One of the unanswered questions in medieval history concerns Italy’s economic success. How did cities such as Siena, Venice, Genoa, alongside Milan and Rome, manage to become, in the decades between the 12th and 13th centuries, some of the most dynamic economic hubs in the Latin West?
The new ERC project RaESETfides, led by Lorenzo Tabarrini, researcher at the Department of History and Cultures of the University of Bologna, seeks to provide an answer. Funded by the European Research Council with a Starting Grant worth over €1.2 million, the project will investigate the causes of the “economic boom” that transformed Italy in the early 1200s.
“Until the last third of the 12th century, the most advanced economy in the Mediterranean area was Egypt; more broadly, both the Arab world and the Greek-Byzantine world were richer and had more solid political-administrative structures than the Latin West,” Tabarrini explains. “Then, quite unexpectedly, increasingly strong signs of growth began to emerge among the central-northern Italian cities; from the early 13th century onwards, these centres became key points of reference for international trade.”
What triggered this abrupt transformation? To understand it, the research team will focus on the links between institutional development and changes in the rural economies of seven Italian cities—Genoa, Milan, Pisa, Rome, Siena, Venice, and Verona—and their surrounding countryside between 1100 and 1250.
“The maritime reach of cities such as Genoa, Pisa and Venice is well known, but this has overshadowed the study of the agrarian structures needed to supply their populations with food; likewise, we know little about the consolidation of Milan’s manufacturing sector, even though it was already at the time a city of remarkable size,” Tabarrini notes. “Then there are the cases of Siena, which preserves a rich collection of financial documents from its municipal administration, and Rome, where during this period a number of merchants and bankers, thanks to their role as papal creditors, were able to make major investments in the Agro Romano.”
Through close analysis of archival sources, combined with archaeological evidence, the researchers aim to identify the institutional and economic changes that fuelled such rapid development, with particular attention to financial strategies such as early forms of public deficit and currency-devaluation policies.

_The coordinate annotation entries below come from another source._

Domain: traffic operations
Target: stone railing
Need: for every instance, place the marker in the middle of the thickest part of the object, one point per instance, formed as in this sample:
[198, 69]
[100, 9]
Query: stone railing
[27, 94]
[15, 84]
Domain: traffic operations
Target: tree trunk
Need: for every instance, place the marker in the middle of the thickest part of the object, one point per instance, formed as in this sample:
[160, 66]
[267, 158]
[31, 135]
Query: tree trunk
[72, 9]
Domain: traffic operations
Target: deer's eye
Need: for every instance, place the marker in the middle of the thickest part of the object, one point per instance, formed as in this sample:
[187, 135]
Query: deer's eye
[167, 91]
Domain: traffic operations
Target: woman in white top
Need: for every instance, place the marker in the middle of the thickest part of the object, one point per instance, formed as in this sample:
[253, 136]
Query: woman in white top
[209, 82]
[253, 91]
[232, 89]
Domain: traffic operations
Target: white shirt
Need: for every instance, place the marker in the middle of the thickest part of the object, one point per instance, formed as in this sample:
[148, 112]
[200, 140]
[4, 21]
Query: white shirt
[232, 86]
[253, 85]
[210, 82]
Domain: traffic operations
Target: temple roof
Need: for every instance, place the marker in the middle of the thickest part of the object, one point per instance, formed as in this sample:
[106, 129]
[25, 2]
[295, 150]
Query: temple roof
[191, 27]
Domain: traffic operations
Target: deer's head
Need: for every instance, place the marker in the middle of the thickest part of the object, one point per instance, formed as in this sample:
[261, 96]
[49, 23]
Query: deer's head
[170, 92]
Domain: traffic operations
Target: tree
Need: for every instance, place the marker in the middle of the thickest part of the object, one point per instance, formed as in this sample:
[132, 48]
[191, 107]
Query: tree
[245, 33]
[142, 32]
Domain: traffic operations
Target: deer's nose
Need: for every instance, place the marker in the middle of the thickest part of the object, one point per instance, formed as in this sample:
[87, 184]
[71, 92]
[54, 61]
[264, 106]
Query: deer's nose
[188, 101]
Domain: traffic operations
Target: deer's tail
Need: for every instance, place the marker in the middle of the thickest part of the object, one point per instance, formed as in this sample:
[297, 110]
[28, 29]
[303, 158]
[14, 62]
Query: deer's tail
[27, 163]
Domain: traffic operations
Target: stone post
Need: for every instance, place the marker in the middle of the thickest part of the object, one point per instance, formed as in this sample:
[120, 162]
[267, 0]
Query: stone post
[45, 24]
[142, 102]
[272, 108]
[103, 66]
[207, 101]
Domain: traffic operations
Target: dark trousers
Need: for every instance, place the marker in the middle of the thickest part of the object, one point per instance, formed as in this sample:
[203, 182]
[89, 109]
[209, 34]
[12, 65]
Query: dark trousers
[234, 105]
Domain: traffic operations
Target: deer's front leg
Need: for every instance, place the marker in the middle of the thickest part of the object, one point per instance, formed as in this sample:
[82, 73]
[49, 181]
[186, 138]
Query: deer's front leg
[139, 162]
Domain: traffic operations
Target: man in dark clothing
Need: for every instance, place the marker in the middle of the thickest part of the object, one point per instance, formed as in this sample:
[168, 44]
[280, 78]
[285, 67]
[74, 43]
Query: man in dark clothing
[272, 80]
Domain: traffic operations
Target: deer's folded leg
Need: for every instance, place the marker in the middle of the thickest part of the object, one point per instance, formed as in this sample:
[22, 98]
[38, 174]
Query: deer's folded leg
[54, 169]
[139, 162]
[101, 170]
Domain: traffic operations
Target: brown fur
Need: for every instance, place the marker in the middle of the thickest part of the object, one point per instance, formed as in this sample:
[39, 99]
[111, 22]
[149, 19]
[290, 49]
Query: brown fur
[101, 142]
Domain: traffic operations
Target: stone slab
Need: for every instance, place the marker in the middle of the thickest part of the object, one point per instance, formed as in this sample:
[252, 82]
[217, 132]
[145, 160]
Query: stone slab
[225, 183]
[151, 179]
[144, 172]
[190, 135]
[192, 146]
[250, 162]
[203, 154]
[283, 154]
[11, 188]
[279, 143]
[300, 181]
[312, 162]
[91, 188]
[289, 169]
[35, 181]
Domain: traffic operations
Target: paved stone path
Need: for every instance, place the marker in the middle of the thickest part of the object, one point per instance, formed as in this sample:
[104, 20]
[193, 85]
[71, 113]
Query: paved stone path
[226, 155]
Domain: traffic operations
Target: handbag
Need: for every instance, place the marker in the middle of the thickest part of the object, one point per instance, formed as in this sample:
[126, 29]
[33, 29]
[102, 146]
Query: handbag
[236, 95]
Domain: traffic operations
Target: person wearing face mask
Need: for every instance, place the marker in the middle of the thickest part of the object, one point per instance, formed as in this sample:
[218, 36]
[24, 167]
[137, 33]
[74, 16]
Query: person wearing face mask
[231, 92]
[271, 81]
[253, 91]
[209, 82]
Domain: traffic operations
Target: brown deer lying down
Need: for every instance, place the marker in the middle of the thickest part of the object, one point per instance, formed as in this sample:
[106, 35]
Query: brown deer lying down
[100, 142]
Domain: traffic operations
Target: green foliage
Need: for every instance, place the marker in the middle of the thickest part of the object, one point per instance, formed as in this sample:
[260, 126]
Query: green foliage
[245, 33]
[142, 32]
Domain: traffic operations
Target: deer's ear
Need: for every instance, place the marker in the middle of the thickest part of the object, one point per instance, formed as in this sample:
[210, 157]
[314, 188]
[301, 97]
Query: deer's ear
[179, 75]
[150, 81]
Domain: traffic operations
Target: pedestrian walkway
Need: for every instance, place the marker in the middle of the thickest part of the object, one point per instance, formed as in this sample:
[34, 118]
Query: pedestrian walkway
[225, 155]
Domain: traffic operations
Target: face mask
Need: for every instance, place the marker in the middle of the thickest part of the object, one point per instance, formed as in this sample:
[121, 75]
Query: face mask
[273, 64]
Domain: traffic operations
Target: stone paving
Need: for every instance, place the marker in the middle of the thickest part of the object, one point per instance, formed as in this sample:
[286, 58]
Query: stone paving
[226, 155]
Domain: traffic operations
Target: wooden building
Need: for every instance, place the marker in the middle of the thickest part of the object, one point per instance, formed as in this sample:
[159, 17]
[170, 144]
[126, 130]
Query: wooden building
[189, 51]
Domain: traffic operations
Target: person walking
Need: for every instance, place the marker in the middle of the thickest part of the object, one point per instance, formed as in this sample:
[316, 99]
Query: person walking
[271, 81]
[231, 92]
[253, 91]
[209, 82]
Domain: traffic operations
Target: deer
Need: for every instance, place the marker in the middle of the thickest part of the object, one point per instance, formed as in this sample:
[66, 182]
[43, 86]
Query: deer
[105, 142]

“We know that these decades saw increasing control over monetary policy: authorities intervened in the quality of coinage to reduce production costs while keeping its nominal value unchanged,” Tabarrini says. “Alongside this, we observe an increasingly complex and articulated organisation of city governments, a gradual reintroduction of direct taxation, and the first examples of public deficit: loans taken out in the name of the municipality, renewed ever more frequently, which enabled cities to sustain their economic expansion.”
The working hypothesis is that it was precisely these institutional changes that drove the major economic growth of central-northern Italy between the 12th and 13th centuries. To confirm this, and to uncover the underlying mechanisms and dynamics, the researchers will now turn to the archives for an extensive programme of study and document analysis.